I disagree with the commission’s most urgent recommendation to create a multi-media campaign targeted at education. The majority of those who become addicted and later abuse opioids are taking them for pain management as a result of a surgery.

A recent study sponsored by Pacira Pharmaceuticals “Women 40-59 years old received the greatest number of opioid prescriptions overall, almost twice as many as their male counterparts. This age group also includes the female demographic (ages 45-54) most at risk of dying from an overdose of prescription opioids and 13% becoming persistent opioid users three to six months following surgery.”

Another key finding of the study indicates that overprescribing of opioids post-surgery results in 3.3 billion unused pills, making these drugs available for misuse.

I feel like efforts to combat this public health emergency can be improved by re-aligning our priorities with the correct target population, finding and making accessible non-addictive complementary and alternatives to pain management (marijuana for example) and de-criminalizing opioids, instead focusing our efforts on treatment.

7 thoughts on “Opioid Crisis”

  1. Pingback: What are Opiates?
  2. I stumbled upon this article as I was doing some research for a series of my own blog posts on opioids. I appreciate how you linked to your articles that you gleaned the data from. Very useful and an informative article.

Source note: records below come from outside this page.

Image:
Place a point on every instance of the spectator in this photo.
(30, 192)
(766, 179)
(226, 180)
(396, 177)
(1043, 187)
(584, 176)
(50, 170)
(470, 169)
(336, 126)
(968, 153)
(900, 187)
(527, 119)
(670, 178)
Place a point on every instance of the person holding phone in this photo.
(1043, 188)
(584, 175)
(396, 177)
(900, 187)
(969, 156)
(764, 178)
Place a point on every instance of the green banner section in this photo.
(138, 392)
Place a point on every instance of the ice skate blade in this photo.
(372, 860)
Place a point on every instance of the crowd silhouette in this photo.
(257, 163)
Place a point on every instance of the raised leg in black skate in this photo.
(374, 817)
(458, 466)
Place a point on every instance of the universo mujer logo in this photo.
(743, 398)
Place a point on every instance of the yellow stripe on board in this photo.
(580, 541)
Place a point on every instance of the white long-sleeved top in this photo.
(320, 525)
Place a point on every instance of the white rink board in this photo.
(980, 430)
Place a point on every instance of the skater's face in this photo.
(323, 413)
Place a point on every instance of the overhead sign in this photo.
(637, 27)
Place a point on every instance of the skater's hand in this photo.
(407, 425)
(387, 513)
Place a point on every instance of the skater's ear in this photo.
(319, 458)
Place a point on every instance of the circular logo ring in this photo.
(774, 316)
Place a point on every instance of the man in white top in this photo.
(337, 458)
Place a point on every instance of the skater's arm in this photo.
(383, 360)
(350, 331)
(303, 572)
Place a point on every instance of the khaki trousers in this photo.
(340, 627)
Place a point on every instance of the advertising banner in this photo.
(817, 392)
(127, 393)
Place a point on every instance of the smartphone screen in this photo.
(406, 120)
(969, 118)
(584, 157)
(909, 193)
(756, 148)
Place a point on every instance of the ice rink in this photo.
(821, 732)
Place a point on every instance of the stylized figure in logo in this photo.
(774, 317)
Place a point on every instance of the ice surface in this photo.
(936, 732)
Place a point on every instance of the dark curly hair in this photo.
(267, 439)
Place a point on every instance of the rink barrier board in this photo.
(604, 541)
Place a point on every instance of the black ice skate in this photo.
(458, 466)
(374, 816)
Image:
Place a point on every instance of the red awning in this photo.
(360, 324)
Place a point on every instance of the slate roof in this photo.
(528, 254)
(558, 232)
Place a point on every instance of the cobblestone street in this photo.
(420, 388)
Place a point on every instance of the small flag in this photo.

    1. Thank you! I will be interested to read your blog. I’m currently looking at the correlation between medicinal cannabis and the decrease of opioid use. One study I read found that cannabis is associated with a 64% lower opioid use in patients with chronic pain.


  3. I’m multiple morbidity handicapped. All concrete..measurable, all under treatment through all available modalities. I’m at that beginning opined place and holding my own. Opiods in moderation allow me to self care, clean my dwelling, cook my meals, partake of life in the greater world.

    That said, why should the handicap of people with addictive personalities and the tendency to become addicted outweigh the need for pain control of my injuries and handicaps? I’m being monitored by several doctors. I don’t need politicians stepping in and making my life hell.